O impacto quase insuportável do Livro de Jó reside não tanto na narrativa (o Diabo aparece no livro como um parceiro de conversa de Deus e os dois decidem se engajar em um experimento um tanto quanto cruel para testar a fé de Jó), mas no seu resultado final. É preciso localizar exatamente a grandeza de Jó: ao contrário da noção usual que se tem dele, Jó não é um paciente sofredor que aguenta as provações extremas com fé firme em Deus. Na verdade, ele reclama constantemente, rejeitando sua fé (como Édipo em Colono, que normalmente também é mal definido como uma vítima paciente e resignada ao seu futuro).
Quando, depois que seus meios de subsistência são destruídos, três teólogos amigos visitam Jó e conversam com ele, a linha de argumento deles é o típico sofismo ideológico: se você sofre é porque, por definição, você deve ter feito algo de errado, já que Deus é justo… No entanto, sua argumentação não se limita a afirmar que Jó é de alguma forma culpado: o que está em jogo em um nível mais radical é o significado (ou a ausência de) do sofrimento dele. Como Édipo em Colono, Jó insiste na total falta de sentido do seu sofrimento: como o título 27 de Jó mostra: “Jó mantém sua integridade”. Como tal, o Livro de Jó proporciona talvez o primeiro exemplo da crítica da ideologia na história humana, desnudando as estratégias discursivas básicas de legitimação do sofrimento. A dignidade propriamente ética de Jó está na maneira como ele persistentemente rejeita a noção de que seu sofrimento pode ter algum significado, seja como punição por seu passado ou como teste de sua fé, contra os três teólogos que o bombardeiam com possíveis justificativas e significados. Surpreendentemente, Deus o defende no fim, alegando que toda palavra que Jó disse era verdade, enquanto toda palavra dita pelos teólogos era falsa.
E é por causa dessa asserção da falta de sentido do sofrimento de Jó que deveríamos insistir no paralelo entre Jesus e Jó, no sofrimento de Jó anunciando a Via-Crúcis. O sofrimento de Cristo também é sem sentido, não é um ato de troca lógica. A diferença, evidentemente, é que, no caso de Jesus, a distancia que separa o homem sofredor desesperado (Jó) de Deus é transposta para o próprio Deus, em sua divisão radical, ou melhor, em seu autoabandono. O que isso significa é que deveríamos arriscar uma leitura muito mais radical da frase “Pai, porque Me abandonaste?” do que se costuma fazer.
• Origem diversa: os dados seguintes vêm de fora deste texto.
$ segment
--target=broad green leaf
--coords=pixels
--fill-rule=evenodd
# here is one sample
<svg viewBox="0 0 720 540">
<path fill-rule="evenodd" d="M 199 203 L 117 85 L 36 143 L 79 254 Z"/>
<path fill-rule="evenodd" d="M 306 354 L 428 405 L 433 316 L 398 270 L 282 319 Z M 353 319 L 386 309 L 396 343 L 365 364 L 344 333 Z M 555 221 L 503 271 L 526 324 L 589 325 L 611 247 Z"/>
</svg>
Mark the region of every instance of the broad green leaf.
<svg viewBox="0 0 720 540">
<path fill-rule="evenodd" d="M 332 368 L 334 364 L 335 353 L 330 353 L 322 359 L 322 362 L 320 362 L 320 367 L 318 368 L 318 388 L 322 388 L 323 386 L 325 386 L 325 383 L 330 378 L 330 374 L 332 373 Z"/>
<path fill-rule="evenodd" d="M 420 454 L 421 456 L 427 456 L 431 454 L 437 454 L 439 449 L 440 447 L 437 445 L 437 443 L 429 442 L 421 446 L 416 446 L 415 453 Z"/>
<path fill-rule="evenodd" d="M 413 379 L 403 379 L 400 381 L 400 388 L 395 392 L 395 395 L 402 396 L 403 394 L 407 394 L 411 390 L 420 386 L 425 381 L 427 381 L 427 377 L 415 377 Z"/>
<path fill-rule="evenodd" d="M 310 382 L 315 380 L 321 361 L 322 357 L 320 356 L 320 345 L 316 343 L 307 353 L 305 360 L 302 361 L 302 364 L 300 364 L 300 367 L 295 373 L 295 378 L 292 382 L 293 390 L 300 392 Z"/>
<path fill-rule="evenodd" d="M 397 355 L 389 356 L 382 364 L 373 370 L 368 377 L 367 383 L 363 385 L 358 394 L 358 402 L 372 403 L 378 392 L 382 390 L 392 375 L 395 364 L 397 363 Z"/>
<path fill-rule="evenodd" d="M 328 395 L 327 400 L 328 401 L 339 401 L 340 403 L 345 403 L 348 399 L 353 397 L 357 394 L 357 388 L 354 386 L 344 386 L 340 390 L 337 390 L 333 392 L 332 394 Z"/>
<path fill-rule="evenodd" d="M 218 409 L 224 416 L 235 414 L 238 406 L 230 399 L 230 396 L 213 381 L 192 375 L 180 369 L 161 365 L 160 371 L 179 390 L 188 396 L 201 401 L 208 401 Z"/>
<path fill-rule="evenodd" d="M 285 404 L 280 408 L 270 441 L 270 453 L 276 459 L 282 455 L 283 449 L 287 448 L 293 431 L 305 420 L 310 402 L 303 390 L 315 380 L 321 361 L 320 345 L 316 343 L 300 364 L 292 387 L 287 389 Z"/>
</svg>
Já que estamos lidando aqui não com a distância entre homem e Deus, mas com a divisão no próprio Deus, a solução não pode ser que Deus (re)apareça em toda sua majestade, revelando a Cristo o significado mais profundo de seu sofrimento (que ele era o Inocente sacrificado para redimir a humanidade). O “Pai, porque Me abandonaste?” de Cristo não é uma reclamação feita ao onipotente Deus-Pai cujos trabalhos são indecifráveis para nós, meros mortais, mas, na verdade, uma reclamação ao impotente Deus. É como a criança que, depois de acreditar que ser pai é superpoderoso, com horror descobre que seu pai não pode ajuda-lo. (Para evocar um exemplo da história recente: no momento da crucificação, Deus-o-Pai está em uma posição similar ao pai bósnio, forçado a assistir o estupro de sua filha, e suportar o trauma de seu olhar de compaixão-repreensão: “Pai, porque Me abandonaste?”…) Resumindo, com esse “Pai, porque Me abandonaste?”, é Deus-o-Pai que efetivamente morre, revelando sua total impotência, e então ressurge dos mortos na aparência do Espírito Santo, a coletividade dos crentes.
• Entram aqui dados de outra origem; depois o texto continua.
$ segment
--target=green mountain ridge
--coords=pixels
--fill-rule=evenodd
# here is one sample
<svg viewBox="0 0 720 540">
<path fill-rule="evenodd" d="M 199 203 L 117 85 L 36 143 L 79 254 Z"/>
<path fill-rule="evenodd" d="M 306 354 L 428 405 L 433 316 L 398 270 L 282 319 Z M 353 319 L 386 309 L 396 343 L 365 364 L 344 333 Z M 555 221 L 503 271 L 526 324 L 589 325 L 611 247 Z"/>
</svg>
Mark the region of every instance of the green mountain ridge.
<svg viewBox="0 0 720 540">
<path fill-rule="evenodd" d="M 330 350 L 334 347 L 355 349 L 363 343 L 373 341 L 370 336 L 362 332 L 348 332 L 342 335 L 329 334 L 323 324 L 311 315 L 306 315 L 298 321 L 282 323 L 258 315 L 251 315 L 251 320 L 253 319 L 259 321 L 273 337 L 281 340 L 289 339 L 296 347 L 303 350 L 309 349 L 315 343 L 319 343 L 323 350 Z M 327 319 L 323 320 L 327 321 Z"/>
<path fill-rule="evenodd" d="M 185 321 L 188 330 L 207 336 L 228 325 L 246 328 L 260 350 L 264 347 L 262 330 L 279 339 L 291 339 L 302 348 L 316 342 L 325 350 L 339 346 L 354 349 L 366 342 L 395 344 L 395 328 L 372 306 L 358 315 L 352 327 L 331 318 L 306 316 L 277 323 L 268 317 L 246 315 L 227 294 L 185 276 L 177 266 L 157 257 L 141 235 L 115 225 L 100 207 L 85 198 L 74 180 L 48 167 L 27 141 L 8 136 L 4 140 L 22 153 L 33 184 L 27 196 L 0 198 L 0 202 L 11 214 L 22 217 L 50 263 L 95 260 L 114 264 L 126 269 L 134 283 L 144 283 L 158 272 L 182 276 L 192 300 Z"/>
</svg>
Porque Jó manteve seu silencio depois da vaidosa aparição de Deus? Esta ridícula exibição (a pomposa bateria de perguntas retóricas “Onde estavas tu quando…”: “Quem é este que escurece os meus desígnios com palavras sem conhecimento? / Cinge, pois, os lombos como homem, pois eu te perguntarei, e tu me farás saber. /Onde estavas tu, quando eu lançava os fundamentos da terra? Dize-mo, se tens entendimento.”) não é o próprio modo de aparição do seu oposto, ao que se pode responder com apenas: “OK, se você pode fazer tudo isso, porque me deixou sofrer de modo tão desnecessário, sem sentido?” As palavras poderosas de Deus não tornam seu silêncio sobre essa questão ainda mais palpável, não enfatizam a ausência de uma resposta? E se foi isso que Jó percebeu e que o manteve quieto: ele ficou em silêncio não porque foi esmagado pela presença avassaladora de Deus nem porque ele queria mostrar sua resistência contínua, mas porque, em um gesto de solidariedade muda, ele percebeu a impotência divina, já que Ele não respondia seu questionamento. Deus não é nem justo ou injusto, ele é simplesmente impotente. O que Jó de repente percebeu é que não era ele, mas Deus que deveria ser julgado pelas calamidades de Jó, e Ele falhou no teste miseravelmente. Ainda mais criticamente, deveríamos arriscar uma leitura anacrônica radical: Jó enxergou o futuro do sofrimento de Deus – “Hoje sou eu, amanha será seu filho e ninguém poderá intervir por ele. O que você vê em mim agora é a prefiguração de sua própria paixão!”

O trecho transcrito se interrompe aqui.